The launch of the first Bitcoin Futures ETF in the United States has reignited the debate over the safety of cryptocurrency-backed investment products. Many other countries are wrestling with the details of approving investment products backed by unregulated and volatile digital assets. One of them happens to be Australia.
Earlier today, the country’s corporate financial watchdog issued a new set of guidelines. Its goal is to protect investors and increase transparency. This comes just a week after a senate committee report urging the country to enact new digital asset laws, which would increase Australia’s stake in the global crypto competition.
The Australian Securities and Investment Commission (ASIC) issued guidelines aimed primarily at how product issuers and market participants can become more regulatory compliant in relation to crypto-asset ETPs. Those who hold the underlying assets in a crypto-ETP, for example, will need to obtain a license. The ASIC has added a new “crypto-asset” section to the licensing applications for such holders.
In essence, the watchdog has given the go-ahead for the creation of cryptocurrency-backed funds for retail investors. Only products linked to Bitcoin and Ether, however, will be eligible for approval. This is because the watchdog insisted on including only crypto assets with transparent pricing mechanisms, institutional backing, and a relevant futures market, leaving only the top two cryptocurrencies as considerations.

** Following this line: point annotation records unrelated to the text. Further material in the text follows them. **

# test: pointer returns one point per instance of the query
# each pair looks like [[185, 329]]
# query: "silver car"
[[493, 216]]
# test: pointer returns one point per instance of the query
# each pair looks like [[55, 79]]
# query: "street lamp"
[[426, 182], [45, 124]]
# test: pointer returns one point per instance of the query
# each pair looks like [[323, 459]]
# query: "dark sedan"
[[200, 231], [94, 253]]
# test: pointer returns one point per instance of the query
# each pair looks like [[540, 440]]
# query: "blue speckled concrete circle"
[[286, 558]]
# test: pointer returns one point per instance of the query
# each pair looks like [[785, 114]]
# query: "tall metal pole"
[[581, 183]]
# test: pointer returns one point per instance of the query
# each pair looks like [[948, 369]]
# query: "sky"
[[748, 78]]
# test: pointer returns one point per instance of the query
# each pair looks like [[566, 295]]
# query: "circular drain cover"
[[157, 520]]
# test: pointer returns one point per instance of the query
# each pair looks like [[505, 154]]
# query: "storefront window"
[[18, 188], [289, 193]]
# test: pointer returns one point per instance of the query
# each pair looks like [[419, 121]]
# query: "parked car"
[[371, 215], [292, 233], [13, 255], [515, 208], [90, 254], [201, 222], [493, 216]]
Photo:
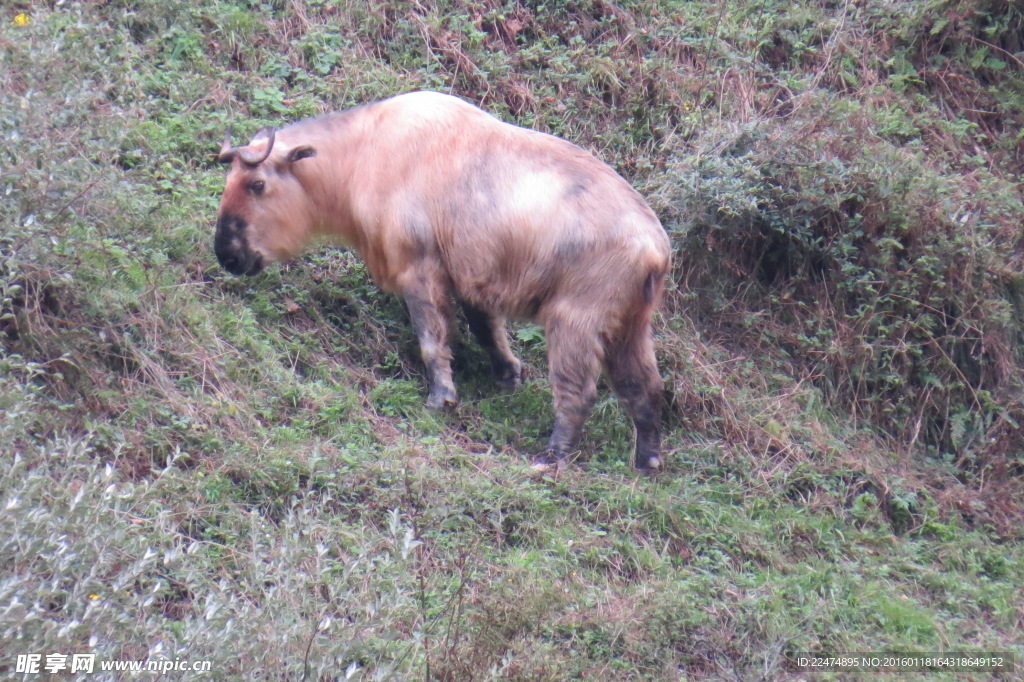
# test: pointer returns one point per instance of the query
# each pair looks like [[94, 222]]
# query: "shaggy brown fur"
[[443, 201]]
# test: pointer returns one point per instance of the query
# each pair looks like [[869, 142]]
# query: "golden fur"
[[441, 199]]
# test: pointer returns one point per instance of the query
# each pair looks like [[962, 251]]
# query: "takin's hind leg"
[[429, 304], [633, 373], [489, 333], [573, 361]]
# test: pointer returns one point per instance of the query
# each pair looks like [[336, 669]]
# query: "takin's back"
[[516, 217]]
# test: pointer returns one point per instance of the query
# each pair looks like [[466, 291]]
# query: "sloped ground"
[[200, 467]]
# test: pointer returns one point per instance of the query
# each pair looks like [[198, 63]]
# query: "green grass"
[[202, 467]]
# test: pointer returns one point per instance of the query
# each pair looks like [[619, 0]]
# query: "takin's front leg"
[[429, 301]]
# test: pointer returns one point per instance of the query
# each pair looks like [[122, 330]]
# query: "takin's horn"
[[256, 158]]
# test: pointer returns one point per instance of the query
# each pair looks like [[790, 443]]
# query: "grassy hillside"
[[202, 467]]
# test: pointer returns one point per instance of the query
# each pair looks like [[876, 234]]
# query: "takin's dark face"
[[264, 214]]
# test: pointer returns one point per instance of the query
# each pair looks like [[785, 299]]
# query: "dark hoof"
[[442, 400], [549, 462], [652, 465]]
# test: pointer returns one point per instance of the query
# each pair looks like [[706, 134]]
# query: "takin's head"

The guidance also included best practices for market participants. This emphasizes how investment products must be admitted and supervised by market participants, as well as how product issuers must establish and operate them.
The agency’s guidance covered key areas such as disclosure, risk management, pricing methodologies, custody of crypto-assets, and admission and monitoring standards.
Cathie Armour, Commissioner of ASIC, stated,
“In Australia, we recognize the interest in and demand for ETPs and other investment products that hold crypto-assets… Crypto-assets have unique characteristics and risks that product issuers and market participants must consider in order to meet their existing regulatory obligations.”
Back in July, the ASIC warned that a Bitcoin ETP could be risky, and that the country should proceed with caution if it wants to create its own crypto-backed investment products. It had also solicited feedback from market participants on the matter.
This was in response to reports that the country’s Securities Exchange (ASX) was considering launching Australia’s first crypto-ETF by the end of the year and was evaluating a number of ETF applications for this purpose.
The new guidelines are expected to resurrect efforts by fund managers in the country to launch a crypto-backed ETF, including BetaShares, VanEck, and Cosmos Asset Management, which currently have products in the works. In any case, two ETFs with crypto exposure were listed on the Chi-X this month, and another is set to begin trading on the ASX in November.